The literature review provides readers with an understanding of the typical focus of an anti-racism intervention at each SEM level:   

·  Individual level: ex. cultural competency training (addressing concepts related to racism, implicit bias, stereotype, or prejudice)

·  Interpersonal level: ex. develop and implement guidelines on how to address racist or prejudicial comments in psychotherapy

·  Community level: ex. meaningfully engage Aboriginal/Indigenous and racialized communities at multiple levels and make these relationships sustainable

·  Organizational level: ex. “Develop a strategic leadership committee, consultation group, team charged with monitoring and addressing policies and practices, resource allocations, relational structures, organizational norms and values, and individual skills and attitudes and implementing action plans that work towards anti-racist strategic goals.”·  Policy level: “Recruit, retain, and promote Black, Indigenous and people of color at all levels of the academic ladder in mainstream admission and promotion policy and in the healthcare workforce.”

Overview of the Literature

The authors used 37 peer reviewed articles in their review:12 empirical studies and 25 theoretical or conceptual papers. The majority of the papers were written by authors in the United States (51%) followed by Canada, the United Kingdom, Australia, and New Zealand, respectively. Additionally, most of the data targeted Indigenous (Aboriginal and Torres Strait Islander people, Maori, First Nations, Inuit, and Metis/Native Americans) and Black patient populations.

Suggested strategies for creating anti-racist programs:

·  Define the problems and set clear goals and objectives

·  Incorporate explicit and shared anti-racism language

·  Establish leadership buy in and commitment

·  Invest dedicated funding and resources

·  Bring in the right support and expertise (i.e. community leaders and subject matter experts) 

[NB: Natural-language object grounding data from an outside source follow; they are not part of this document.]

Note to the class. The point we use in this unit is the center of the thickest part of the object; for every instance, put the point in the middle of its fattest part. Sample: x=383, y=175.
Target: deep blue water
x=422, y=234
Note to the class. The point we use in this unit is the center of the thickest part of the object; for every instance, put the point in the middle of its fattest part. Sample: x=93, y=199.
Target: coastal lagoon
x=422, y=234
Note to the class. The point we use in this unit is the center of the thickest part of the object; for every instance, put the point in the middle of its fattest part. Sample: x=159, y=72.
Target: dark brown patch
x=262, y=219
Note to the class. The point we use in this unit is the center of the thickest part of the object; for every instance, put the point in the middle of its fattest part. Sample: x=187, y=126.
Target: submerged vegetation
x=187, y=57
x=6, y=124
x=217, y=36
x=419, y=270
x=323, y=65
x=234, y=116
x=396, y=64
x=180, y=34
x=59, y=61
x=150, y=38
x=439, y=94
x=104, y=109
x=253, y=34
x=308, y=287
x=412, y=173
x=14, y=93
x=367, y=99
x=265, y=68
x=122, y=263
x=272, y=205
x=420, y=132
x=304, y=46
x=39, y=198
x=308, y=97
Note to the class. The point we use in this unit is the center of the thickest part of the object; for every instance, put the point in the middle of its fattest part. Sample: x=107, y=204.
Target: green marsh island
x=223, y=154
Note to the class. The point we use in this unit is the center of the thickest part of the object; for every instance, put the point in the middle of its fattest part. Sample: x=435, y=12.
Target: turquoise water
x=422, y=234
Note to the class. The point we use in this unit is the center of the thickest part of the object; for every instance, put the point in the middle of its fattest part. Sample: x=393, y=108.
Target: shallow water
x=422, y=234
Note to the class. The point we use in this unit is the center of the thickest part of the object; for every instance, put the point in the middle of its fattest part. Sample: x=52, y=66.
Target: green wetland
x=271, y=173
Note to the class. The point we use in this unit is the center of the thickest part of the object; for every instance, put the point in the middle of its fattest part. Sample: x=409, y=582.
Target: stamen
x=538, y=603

·  Establish ongoing, meaningful community and patient partnerships

Suggested strategies for the implementation and evaluation of anti-racism programs: 

·  Use a multi-level, long-term approach (i.e. targeting two levels such as community and organizational intervention, then ensuring the effort is sustainable) 

·  Embed racial equity policies and procedures in hiring, retention, and promotion practices  Hiring, retention, and promotion)

·  Link mandatory anti-racism work (including staff education and training) to broader systems of power, hierarchy, and dominance·  Incorporate opportunities for pause and reflection within a cyclical, process improvement practice  reflect mechanisms in a cyclical process

Conclusions

The authors describe the paucity of research related to the implementation and evaluation of anti-racist efforts in the outpatient clinical setting while simultaneously recognizing the scarcity of these interventions. The authors also acknowledge the lack of institutional and societal level policies and practices focused on anti-racism in the healthcare setting. Overall, the authors’ work demonstrates the scientific imperative for anti-racist interventions in medical care and the need for more widespread reporting of these efforts to advance a more standard application of these practices from a global perspective.